In linear algebra, eigenvalues and eigenvectors are crucial concepts, especially when solving differential equations. An eigenvalue, often denoted by \( \lambda \), is a scalar that indicates how much the direction of an eigenvector stretches or shrinks. The eigenvector is a non-zero vector that changes at most by its scalar factor \( \lambda \) when a linear transformation is applied.

In the context of solving differential equations, specifically systems like the one given in the exercise, we work with a matrix \( A \). The eigenvalues of \( A \) are found by solving the characteristic equation \( \det(A - \lambda I) = 0 \). The solutions to this equation are the eigenvalues.

Once the eigenvalues are determined, each one is used to find its corresponding eigenvector \( \mathbf{v} \). This involves solving \( (A - \lambda I)\mathbf{v} = 0 \). For each eigenvalue, the associated eigenvector tells us the direction in which the transformation scales by \( \lambda \). These eigenvectors play a critical role when expressing the general solution of a differential system.

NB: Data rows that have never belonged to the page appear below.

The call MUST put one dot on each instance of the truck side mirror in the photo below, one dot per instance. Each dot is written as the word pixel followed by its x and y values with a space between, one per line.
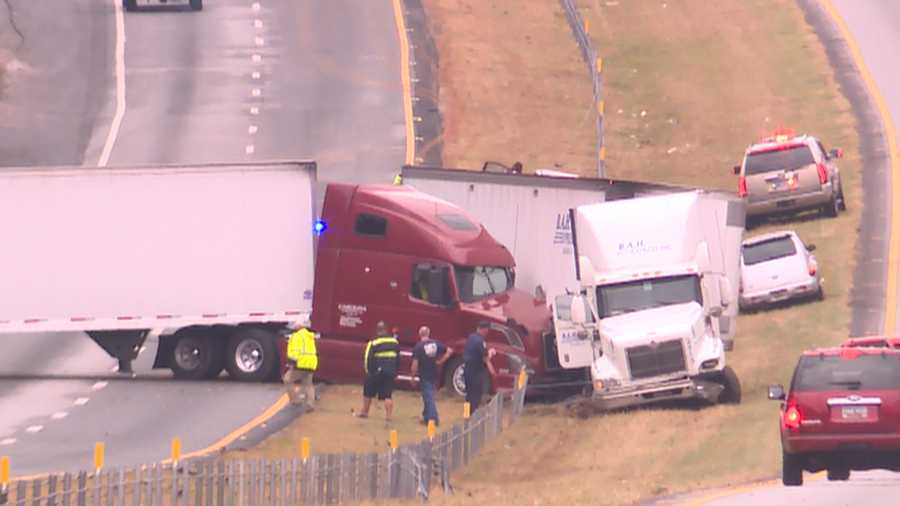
pixel 725 291
pixel 578 310
pixel 776 393
pixel 585 269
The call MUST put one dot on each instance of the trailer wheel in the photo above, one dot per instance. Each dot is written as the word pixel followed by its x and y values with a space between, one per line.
pixel 732 392
pixel 251 355
pixel 193 356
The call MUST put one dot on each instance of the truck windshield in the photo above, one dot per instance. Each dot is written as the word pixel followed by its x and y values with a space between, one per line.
pixel 476 283
pixel 621 298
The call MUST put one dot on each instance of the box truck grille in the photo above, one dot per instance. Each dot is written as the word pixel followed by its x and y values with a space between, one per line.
pixel 657 359
pixel 551 354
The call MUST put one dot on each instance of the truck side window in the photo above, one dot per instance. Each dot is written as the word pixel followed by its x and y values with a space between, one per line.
pixel 370 224
pixel 431 284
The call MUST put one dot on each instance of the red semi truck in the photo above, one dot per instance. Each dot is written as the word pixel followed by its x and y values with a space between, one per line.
pixel 216 260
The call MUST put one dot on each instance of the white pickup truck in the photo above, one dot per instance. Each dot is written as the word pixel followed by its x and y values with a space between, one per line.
pixel 659 278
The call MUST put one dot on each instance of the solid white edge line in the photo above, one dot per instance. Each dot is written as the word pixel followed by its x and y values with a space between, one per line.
pixel 120 86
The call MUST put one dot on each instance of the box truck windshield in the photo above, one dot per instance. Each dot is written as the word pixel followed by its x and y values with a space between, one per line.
pixel 621 298
pixel 482 281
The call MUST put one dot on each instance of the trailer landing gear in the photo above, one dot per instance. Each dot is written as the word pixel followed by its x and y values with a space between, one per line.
pixel 122 345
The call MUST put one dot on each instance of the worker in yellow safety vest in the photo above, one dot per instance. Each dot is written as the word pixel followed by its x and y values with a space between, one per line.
pixel 381 362
pixel 302 364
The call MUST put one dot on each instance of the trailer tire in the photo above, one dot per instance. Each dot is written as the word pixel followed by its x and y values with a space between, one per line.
pixel 251 355
pixel 732 392
pixel 193 356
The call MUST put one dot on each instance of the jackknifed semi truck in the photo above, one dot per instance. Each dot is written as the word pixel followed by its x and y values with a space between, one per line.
pixel 218 261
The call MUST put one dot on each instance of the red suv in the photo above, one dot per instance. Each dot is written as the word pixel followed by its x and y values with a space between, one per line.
pixel 842 413
pixel 872 342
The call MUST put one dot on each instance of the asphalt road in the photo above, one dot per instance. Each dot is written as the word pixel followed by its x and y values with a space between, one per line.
pixel 241 80
pixel 873 24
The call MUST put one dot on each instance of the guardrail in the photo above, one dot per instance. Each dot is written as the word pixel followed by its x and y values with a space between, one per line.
pixel 595 67
pixel 407 471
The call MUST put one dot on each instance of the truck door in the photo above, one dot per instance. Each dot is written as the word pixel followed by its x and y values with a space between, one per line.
pixel 574 344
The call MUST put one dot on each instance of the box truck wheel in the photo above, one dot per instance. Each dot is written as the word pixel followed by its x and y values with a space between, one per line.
pixel 251 355
pixel 732 392
pixel 194 356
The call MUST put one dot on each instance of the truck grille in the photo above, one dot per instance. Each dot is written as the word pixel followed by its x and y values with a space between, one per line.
pixel 551 354
pixel 655 360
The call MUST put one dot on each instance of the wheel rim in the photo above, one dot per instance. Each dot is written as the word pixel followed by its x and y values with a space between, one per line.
pixel 187 355
pixel 459 380
pixel 249 356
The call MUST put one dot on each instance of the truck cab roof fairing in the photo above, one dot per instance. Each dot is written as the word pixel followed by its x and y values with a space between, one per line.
pixel 418 224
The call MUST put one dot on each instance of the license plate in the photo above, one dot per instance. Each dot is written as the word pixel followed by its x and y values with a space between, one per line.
pixel 854 412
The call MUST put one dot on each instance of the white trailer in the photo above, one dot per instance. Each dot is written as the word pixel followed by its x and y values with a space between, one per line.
pixel 217 258
pixel 659 276
pixel 528 214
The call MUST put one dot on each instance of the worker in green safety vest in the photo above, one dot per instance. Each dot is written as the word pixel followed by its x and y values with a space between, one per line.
pixel 302 364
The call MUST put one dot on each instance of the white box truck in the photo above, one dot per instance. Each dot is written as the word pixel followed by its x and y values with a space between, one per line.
pixel 658 298
pixel 197 252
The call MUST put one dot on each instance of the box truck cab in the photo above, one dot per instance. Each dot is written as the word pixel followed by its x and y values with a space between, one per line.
pixel 658 276
pixel 394 254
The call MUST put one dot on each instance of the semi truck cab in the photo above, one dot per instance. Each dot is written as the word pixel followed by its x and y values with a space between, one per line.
pixel 394 254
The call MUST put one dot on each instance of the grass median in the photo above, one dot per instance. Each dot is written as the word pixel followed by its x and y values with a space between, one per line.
pixel 688 85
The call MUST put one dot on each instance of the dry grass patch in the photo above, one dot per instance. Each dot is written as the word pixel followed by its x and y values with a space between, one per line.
pixel 688 85
pixel 500 63
pixel 332 429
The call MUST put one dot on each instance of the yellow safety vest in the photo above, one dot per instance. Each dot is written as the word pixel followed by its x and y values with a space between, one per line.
pixel 302 349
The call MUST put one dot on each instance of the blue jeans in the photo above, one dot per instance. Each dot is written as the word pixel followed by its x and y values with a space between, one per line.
pixel 429 408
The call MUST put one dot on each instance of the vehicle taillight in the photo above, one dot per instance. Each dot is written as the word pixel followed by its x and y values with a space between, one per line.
pixel 742 186
pixel 792 416
pixel 823 173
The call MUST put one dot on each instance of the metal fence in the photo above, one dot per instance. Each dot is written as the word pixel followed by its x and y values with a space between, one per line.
pixel 408 471
pixel 595 66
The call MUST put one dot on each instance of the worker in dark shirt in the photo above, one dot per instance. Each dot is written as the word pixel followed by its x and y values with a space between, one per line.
pixel 381 362
pixel 428 356
pixel 477 358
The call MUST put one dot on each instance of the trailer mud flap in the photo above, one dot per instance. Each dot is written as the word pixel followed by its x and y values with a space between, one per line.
pixel 122 345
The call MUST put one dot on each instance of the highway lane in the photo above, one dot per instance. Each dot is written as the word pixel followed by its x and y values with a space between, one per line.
pixel 873 24
pixel 242 80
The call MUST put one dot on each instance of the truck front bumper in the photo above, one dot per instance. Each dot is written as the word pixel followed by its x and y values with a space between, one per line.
pixel 681 389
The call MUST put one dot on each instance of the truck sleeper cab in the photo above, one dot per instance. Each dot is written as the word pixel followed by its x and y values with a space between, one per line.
pixel 397 255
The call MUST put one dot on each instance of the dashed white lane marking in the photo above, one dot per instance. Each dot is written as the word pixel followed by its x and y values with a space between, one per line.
pixel 120 86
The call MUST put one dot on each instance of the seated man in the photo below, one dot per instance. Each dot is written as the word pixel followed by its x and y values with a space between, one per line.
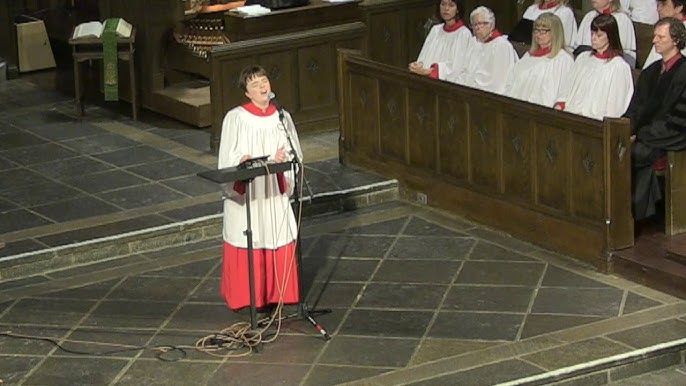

The characteristic equation is essential for finding eigenvalues. It is derived from the matrix equation \( \det(A - \lambda I) = 0 \). Here, \( I \) is the identity matrix of the same size as \( A \) and \( \lambda \) represents the eigenvalues we aim to find.

This equation essentially determines when the matrix \( (A - \lambda I) \) becomes singular, meaning it does not have an inverse. A singular matrix leads to a system of linear equations with a non-trivial solution, which is needed to identify eigenvectors.

Applying this in practice involves:

• Setting up the matrix \( (A - \lambda I) \)
• Calculating its determinant
• Solving the resulting polynomial equation

For our exercise example, the determinant was calculated to be \( \lambda^2 + \lambda - 4 = 0 \), which when solved yielded the eigenvalues \( \lambda = 1 \) and \( \lambda = -4 \). These eigenvalues are then utilized in further calculations to determine the general solution.

The general solution of a system of differential equations can be constructed using the eigenvalues and eigenvectors obtained from the characteristic equation. This solution gives a comprehensive expression for the variable \( \mathbf{x}(t) \) over time. The structure of this general solution involves combining the exponential functions of the eigenvalues with their respective eigenvectors.

For the exercise problem, the general solution is expressed as:

• \( c_1 e^{t} \begin{bmatrix} -1 \ 3 \end{bmatrix} \)
• \( c_2 e^{-4t} \begin{bmatrix} 1 \ 2 \end{bmatrix} \)

In essence, each part of the solution consists of an eigenvalue \( \lambda \), an exponential function \( e^{\lambda t} \) that dictates the rate of growth or decay, and an eigenvector that defines the direction of change.

The constants \( c_1 \) and \( c_2 \) are determined by initial conditions, which personalize the general solution to fit specific scenarios. This method provides a robust way of analyzing the behavior of dynamic systems over time.